Derek Nalls wrote on Wed, Aug 8, 2012 08:47 PM UTC:
"The first move in a game of Chess isn't even CLOSE to the most important
one in a typical game."
Obviously, additional explanation of my meaning is needed.
In terms of a chain of events leading to a final outcome ...
the first (a move, in the topic under discussion) is always
the most important because it has a determinative effect
upon not just itself (as the last move of the game does)
but all (moves) that follow. Even though the very first move
of the game (by white) is not the most exciting,
it (moreso than any other move) determines the course of the
game as defined by its unique move list.
In Chess, where a strict white-black turn order exists,
all hypothetical talk of non-existent double-move options is
completely irrelevant.
"I also see no particular reason to think that a Bishop moving 7 squares
has equivalent value to taking 7 consecutive moves in a game of
checkers--but if it were true, that would seem to severely undermine your
theory that the first move in Chess is the most important one, since no
piece can
move farther than 2 squares on the first turn."

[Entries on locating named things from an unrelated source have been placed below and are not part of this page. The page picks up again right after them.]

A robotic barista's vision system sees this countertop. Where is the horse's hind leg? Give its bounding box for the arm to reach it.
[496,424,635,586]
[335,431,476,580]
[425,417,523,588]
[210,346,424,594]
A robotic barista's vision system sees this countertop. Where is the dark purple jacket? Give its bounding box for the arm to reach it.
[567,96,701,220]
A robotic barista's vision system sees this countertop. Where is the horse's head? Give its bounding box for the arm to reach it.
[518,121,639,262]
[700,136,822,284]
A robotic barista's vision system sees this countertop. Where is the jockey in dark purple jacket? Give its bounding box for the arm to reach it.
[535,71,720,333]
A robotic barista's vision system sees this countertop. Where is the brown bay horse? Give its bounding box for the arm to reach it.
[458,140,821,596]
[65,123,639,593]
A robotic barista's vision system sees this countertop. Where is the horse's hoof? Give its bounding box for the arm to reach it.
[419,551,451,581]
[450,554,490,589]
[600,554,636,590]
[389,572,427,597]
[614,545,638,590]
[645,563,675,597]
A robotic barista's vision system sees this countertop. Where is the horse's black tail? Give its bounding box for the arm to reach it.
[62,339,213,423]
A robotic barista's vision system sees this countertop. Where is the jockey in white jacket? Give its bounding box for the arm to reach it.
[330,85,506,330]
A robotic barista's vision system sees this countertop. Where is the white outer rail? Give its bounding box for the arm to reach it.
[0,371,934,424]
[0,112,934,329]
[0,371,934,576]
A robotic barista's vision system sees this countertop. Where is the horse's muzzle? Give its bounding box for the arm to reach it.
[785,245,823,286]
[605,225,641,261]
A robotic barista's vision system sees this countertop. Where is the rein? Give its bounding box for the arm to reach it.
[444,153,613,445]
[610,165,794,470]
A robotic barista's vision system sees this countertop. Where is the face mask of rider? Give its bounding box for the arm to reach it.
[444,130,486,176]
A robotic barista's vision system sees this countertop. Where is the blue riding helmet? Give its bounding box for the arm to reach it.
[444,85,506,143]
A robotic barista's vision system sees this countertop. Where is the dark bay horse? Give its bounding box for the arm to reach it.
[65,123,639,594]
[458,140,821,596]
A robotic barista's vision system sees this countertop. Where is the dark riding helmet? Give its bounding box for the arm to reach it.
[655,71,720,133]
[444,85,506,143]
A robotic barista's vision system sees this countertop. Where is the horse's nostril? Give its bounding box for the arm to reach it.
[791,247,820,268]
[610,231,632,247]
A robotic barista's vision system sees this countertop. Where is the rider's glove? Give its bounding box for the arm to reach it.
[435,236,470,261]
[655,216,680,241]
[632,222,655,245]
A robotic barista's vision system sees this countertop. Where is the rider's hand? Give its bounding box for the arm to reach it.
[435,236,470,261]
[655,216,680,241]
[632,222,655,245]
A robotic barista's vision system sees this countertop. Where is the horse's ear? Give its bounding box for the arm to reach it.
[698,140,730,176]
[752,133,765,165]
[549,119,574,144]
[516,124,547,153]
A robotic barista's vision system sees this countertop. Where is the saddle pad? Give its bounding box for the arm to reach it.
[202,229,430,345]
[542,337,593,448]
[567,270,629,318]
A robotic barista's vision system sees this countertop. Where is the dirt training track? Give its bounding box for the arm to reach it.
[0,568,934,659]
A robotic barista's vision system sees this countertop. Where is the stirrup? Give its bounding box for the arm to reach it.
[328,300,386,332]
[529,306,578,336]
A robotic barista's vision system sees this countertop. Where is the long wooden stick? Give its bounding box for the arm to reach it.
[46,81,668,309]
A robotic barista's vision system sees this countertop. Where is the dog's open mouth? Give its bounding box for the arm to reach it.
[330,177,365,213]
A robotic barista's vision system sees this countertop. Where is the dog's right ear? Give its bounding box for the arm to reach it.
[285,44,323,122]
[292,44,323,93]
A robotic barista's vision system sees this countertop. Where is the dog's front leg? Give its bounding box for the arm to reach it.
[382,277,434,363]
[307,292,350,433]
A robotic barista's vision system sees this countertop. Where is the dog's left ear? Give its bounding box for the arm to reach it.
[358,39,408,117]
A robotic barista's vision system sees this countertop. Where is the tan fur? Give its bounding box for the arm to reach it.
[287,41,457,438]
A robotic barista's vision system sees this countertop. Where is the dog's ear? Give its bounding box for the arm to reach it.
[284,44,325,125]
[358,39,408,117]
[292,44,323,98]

Technically, you have one point that should be addressed.
No. White cannot move any piece of unlimited range on the
first move of the game. However, by advancing an appropriate
pawn on the first move, white can then move a queen or bishop
diagonally on the second move of the game. [Note: I don't
recommend actually doing so.]
The important point is the equal burden of development by
white and black does not diminish the significant, measurable
first-move-of-the-game advantage by white in Chess which
undeniably exists and is all-but-proven statistically via a
vast number of reasonably well played games. After all,
white has a head start toward this development.